Site agreed on for the ITER international fusion device
Cadarache (France) chosen / Japan obtains preferential terms
Already in May distribution of the investment costs of 4.6 billion euros among the host and the other parties had been settled in a bilateral "technical agreement" between Japan and Europe: The host – Europe as now decided – will meet the site costs, viz. 20 per cent of the total amount, half of this being borne by France. The remaining 80 per cent represents the actual building costs of the device: Europe assumes 30 per cent, Japan, China, Russia, the USA, and South Korea 10 per cent each, this essentially in the form of finished components that will be manufactured in the respective countries and then shipped to Cadarache. As compensation for not providing the ITER site Japan will be granted preferential terms: Japanese industry will be awarded production contracts amounting to 20 per cent of the total, half of this funded by the European contribution. Japan can also provide 20 per cent of the scientific personnel. Furthermore, the EU will contribute to other research projects in Japan that support the ITER project in the context of a "broader approach", e.g. to a materials test rig. Further particulars such as the legal form of the supranational project and its organisation are to be decided in a later agreement.
"We are very happy that this important decision on ITER has been reached and a European site chosen," states Prof. Dr. Alexander Bradshaw, Scientific Director of Max Planck Institute of Plasma Physics (IPP) at Garching and Greifswald. "The European fusion centres must now appropriately support ITER. A comprehensive accompanying fusion programme must ensure that in Europe – and hence in Germany – enough scientists are trained for fusion operation commencing in about ten years. It should also ensure that research and industry in the participating countries benefit from the results obtained in the ITER large-scale device and are thus equipped to plan and construct a fusion power plant."
The ITER experimental reactor is the next major step in fusion research worldwide. The device is intended to show that an energy-producing fusion fire is possible. ITER has been under preparation since 1988 as an international cooperation of European, Japanese, Russian, and – till 1997– US fusion scientists. In 2003 the project was joined by China and South Korea; the USA also rejoined. With a fusion power of 500 megawatts ITER is to produce the first ever burning and energy-yielding plasma. The goal is an energy gain factor of at least 10, i.e. ten times the energy needed to heat the plasma has to be gained as fusion energy. After a construction time of about ten years there will be some 600 scientists, engineers, and technicians working on the device for about twenty years. Constructions costs will amount to approx. 4.6 billion euros; running costs – including reserves for subsequent dismantling – are estimated at an annual 265 million euros.

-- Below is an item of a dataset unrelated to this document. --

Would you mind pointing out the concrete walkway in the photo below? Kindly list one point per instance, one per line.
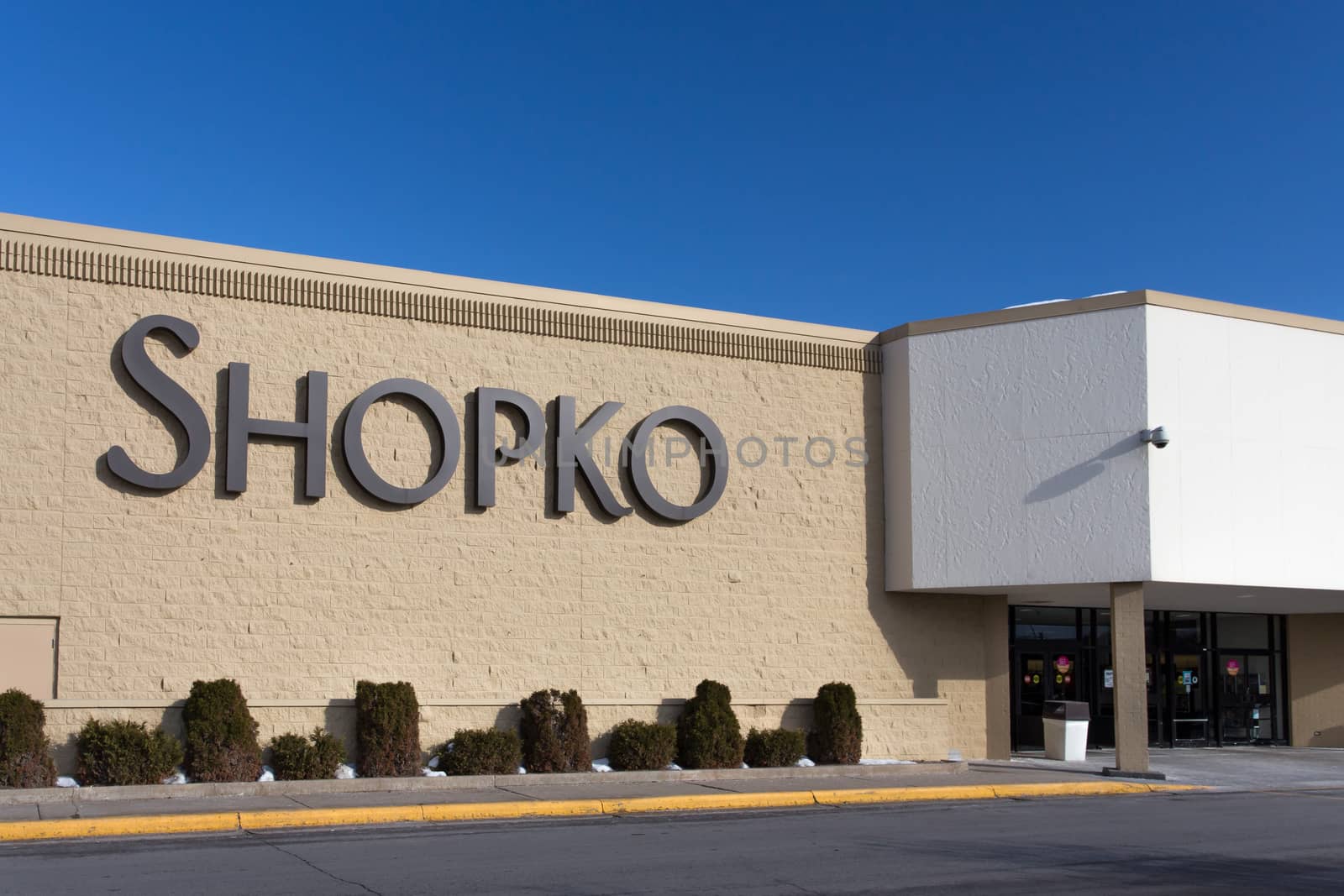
(179, 809)
(1221, 768)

IPP, one of the largest fusion centres in Europe, has spent years working on ITER-relevant questions with its ASDEX Upgrade fusion experiment. Some of the essentials of the physical principles for the test reactor were developed at IPP. With its ITER-like geometry, ASDEX Upgrade will continue in the future to play a major role, e.g. in the search for optimised operating modes for the test reactor. In addition, IPP is developing part of the plasma heating for ITER and methods of analysing the plasma. The international ITER planning group (Joint Work Site Europe) has been hosted by IPP at Garching since the start of the project in 1988. On commencement of construction of ITER it will, however, be transferred with some of the likewise hosted EFDA (European Fusion Development Agreement) group to Cadarache or Barcelona, where the "ITER European Legal Entity" will be domiciled.
Background: fusion as energy source
The objective of fusion research is to develop a power plant that – like the sun – produces energy from fusion of atomic nuclei. In order to ignite the fusion fire, the fuel – a plasma composed of the hydrogen isotopes, deuterium and tritium – has to be confined in magnetic fields and heated to high temperatures. A gramme of fuel could provide 90,000 kilowatt-hours of energy – the combustion heat derived from eleven tons of coal. The raw materials of fusion are available everywhere in almost inexhaustible quantities. As a fusion power plant also promises favourable environmental and safety properties, fusion could make a lasting contribution to future energy supply: Present know-how shows fusion to be a safe technology. A fusion power plant can be designed so as not to contain any energy sources that – should they get out of control – could destroy a safety shield from inside. So it cannot "run wild". Remaining as radioactive waste are the walls of the plasma vessel, which have to be put into intermediate storage on termination of operation. The activity of the waste quickly decreases: after about 100 years to a ten-thousandth of the initial value. If special materials with low activation potential and efficient recycling methods are developed, there would be no waste to isolate after a decay time of a hundred years. The entire material would then be cleared or re-used in new power plants.
On the way to a power plant ITER is to show that an energy-yielding fusion fire is possible. The experiment should thus meet the requirements for building a demonstration (DEMO) device that features all the functions of a power plant. On the basis that ITER and subsequently DEMO will each take 30 years of planning, construction, and operation, a fusion power plant could provide commercially useful energy in about 50 years.